Genome Wide Association Studies with treeWAS

Genome Wide Association Studies (GWAS) can be used to find significant genomic associations with a given trait or characteristic (phenotype). We can analyze the entire genome of individuals to pinpoint single nucleotide polymorphisms (SNPs) or other genetic markers (e.g., the presence or absence of a gene) that exhibit statistical associations with particular phenotypes. A key consideration when running a GWAS is to control for population structure as this may induce false positive calls in where variants are identified due to shared ancestry rather than because of the trait of interest.

treeWAS is a package available in R that has been specifically developed to run bacterial GWAS. This method can be very powerful for identifying SNPs in bacterial genomics that are significantly associated with a given phenotype.

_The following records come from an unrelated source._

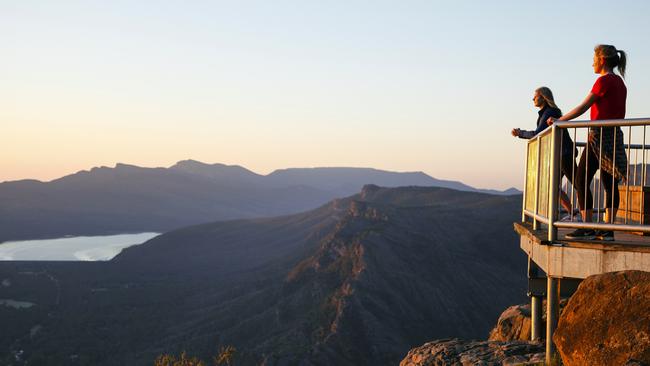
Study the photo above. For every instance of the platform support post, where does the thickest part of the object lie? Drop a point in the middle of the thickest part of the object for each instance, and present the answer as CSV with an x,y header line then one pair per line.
x,y
536,318
552,315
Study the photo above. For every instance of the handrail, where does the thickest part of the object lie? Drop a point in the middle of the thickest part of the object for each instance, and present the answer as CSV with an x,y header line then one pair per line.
x,y
542,177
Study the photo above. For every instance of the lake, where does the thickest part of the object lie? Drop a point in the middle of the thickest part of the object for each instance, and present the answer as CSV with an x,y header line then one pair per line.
x,y
78,248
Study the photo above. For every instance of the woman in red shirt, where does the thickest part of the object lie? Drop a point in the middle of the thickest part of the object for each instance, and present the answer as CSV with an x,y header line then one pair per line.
x,y
605,149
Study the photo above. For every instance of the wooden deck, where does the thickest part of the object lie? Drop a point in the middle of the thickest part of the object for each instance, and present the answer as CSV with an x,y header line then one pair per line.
x,y
566,258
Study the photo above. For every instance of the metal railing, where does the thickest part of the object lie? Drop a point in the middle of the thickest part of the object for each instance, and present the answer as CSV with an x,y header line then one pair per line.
x,y
542,185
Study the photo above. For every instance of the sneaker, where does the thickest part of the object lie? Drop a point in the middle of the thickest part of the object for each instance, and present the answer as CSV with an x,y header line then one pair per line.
x,y
567,218
605,235
585,234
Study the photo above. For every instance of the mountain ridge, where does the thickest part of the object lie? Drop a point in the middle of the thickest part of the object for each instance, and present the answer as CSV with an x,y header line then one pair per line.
x,y
357,281
128,198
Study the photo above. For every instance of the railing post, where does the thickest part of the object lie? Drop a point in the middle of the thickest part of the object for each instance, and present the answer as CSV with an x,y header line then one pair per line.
x,y
523,205
554,182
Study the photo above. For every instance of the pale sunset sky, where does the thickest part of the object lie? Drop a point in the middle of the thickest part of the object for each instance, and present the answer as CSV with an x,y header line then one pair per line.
x,y
432,86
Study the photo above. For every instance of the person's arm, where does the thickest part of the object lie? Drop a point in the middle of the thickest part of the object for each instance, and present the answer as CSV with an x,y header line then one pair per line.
x,y
577,111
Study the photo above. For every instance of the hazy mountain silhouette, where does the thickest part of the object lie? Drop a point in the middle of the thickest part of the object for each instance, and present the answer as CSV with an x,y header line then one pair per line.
x,y
358,281
128,198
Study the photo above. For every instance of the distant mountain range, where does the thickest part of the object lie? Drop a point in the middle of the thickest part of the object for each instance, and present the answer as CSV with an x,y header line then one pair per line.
x,y
358,281
128,198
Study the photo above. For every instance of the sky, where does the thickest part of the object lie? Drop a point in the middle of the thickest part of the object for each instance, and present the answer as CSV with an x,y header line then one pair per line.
x,y
432,86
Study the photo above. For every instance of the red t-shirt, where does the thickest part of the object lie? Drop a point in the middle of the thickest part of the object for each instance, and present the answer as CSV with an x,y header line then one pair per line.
x,y
611,93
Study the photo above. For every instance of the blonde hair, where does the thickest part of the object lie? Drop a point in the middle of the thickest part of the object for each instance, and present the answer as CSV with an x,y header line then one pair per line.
x,y
547,95
613,57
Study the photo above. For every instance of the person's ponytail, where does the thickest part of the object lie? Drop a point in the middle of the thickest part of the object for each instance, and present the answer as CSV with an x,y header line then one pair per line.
x,y
622,61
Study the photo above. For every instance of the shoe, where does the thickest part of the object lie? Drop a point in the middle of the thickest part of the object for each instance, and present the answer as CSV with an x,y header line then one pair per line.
x,y
584,234
567,218
605,235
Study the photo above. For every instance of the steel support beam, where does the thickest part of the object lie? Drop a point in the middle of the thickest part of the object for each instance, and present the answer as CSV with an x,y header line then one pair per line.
x,y
552,315
536,318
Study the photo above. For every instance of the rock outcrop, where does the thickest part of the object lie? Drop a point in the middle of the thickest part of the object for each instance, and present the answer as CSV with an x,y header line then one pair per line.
x,y
606,321
457,352
513,325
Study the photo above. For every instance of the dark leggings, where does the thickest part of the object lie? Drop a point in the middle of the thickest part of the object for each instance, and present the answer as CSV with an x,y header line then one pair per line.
x,y
586,171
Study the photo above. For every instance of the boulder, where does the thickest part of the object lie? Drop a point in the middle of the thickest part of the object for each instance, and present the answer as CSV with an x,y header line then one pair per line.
x,y
465,353
513,325
607,321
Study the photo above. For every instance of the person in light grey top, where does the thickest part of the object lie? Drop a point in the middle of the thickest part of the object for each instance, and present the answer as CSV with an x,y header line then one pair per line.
x,y
543,99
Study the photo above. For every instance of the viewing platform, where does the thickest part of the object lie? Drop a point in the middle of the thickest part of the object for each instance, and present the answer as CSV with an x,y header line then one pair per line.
x,y
557,264
579,259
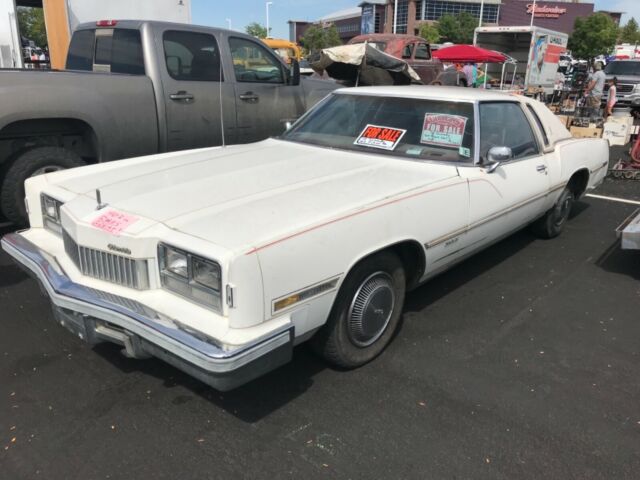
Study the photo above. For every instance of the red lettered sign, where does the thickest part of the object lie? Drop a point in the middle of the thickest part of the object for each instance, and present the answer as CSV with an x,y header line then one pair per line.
x,y
376,136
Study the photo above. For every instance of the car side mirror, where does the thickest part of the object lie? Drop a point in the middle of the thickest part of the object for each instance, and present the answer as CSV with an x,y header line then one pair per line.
x,y
496,156
294,73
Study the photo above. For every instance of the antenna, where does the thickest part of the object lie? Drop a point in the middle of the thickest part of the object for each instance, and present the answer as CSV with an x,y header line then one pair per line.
x,y
224,143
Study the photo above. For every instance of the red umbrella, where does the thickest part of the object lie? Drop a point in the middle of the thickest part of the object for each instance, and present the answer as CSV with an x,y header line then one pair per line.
x,y
468,53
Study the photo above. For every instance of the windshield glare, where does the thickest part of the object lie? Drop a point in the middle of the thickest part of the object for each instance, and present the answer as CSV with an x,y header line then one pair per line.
x,y
623,68
403,127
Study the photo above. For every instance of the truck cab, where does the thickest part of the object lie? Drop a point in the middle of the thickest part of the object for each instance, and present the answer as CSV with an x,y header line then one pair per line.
x,y
416,51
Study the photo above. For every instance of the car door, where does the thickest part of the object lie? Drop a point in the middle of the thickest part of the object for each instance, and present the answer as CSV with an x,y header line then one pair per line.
x,y
510,195
265,102
197,96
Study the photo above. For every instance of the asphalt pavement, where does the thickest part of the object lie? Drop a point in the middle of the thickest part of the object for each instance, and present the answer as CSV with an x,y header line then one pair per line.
x,y
520,363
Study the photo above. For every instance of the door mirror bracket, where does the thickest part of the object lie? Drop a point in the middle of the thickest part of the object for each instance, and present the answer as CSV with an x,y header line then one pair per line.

This phenotype can be a binary or continuous variable.

This practical will guide you through running treeWAS to perform a GWAS using the 200 M. tuberculosis samples from Moldova.

The following files will be used for this exercise:


1. First we will set up the packages and options:

# Set packages and download treeWAS
require(devtools)
install_github("caitiecollins/treeWAS", build_vignettes = TRUE)
require(treeWAS)
options(stringsAsFactors = F)


2. To run a GWAS with treeWAS, you will need a genotype (sequence) file, a phenotype file, and a phylogeny. First we will first load the tree file. This will be the un-timed ML phylogeny “TB_Moldova.tree”:

tree <- ape::read.tree("TB_Moldova.tree") 


3. Next load in the genotype file in DNAbin format of from ‘ape’. This will be the multi-sequence FASTA file. We need to convert this to a specific format for treeWAS using the ‘DNAbin2genind’ function:

dna <- read.dna(file = "TB_Moldova.fasta", format = "fasta")
genotype <- DNAbin2genind(dna)@tab


4. We will use the phenotype found in the third column of the “TB_Moldova_metadata.csv” file you have been provided with. This will be converted to a named vector using the sequence names. This is a binary variable, with 1 = presence of phenotype, 0 = absence of phenotype.

phenotype <- read.csv(file= "TB_Moldova_metadata.csv")
phen <- as.vector(unlist(phenotype[,3])) # The 
names(phen) <- phenotype[,1]


4. The final step is to run treeWAS, we can also set a random seed to replicate the result.

You will get 7 plots after the run completes. There will be one plot with the input tree with tips coloured by the phenotype, and 6 results plots. These will be a manhatten plot and a bar graph for each of three statistical measures to determine signficant associations, with a red line illustrating the cutoff for significance with bonferroni correction.

  1. the “Terminal Score”, measures sample-wide association across the leaves ofthe phylogenetic tree.
  2. the “Simultaneous Score”, measures the degree of parallel change in the phenotype and genotype across branches of the tree.
  3. the “Subsequent Score”, measures the proportion of the tree in which the genotype and phenotype co-exist.
out <- treeWAS(snps = genotype,
               phen = phen,
               tree = tree,
               seed = 2345)


The results will show you the coordinates in the genotype file that have been found to be significantly associated with the phenotype.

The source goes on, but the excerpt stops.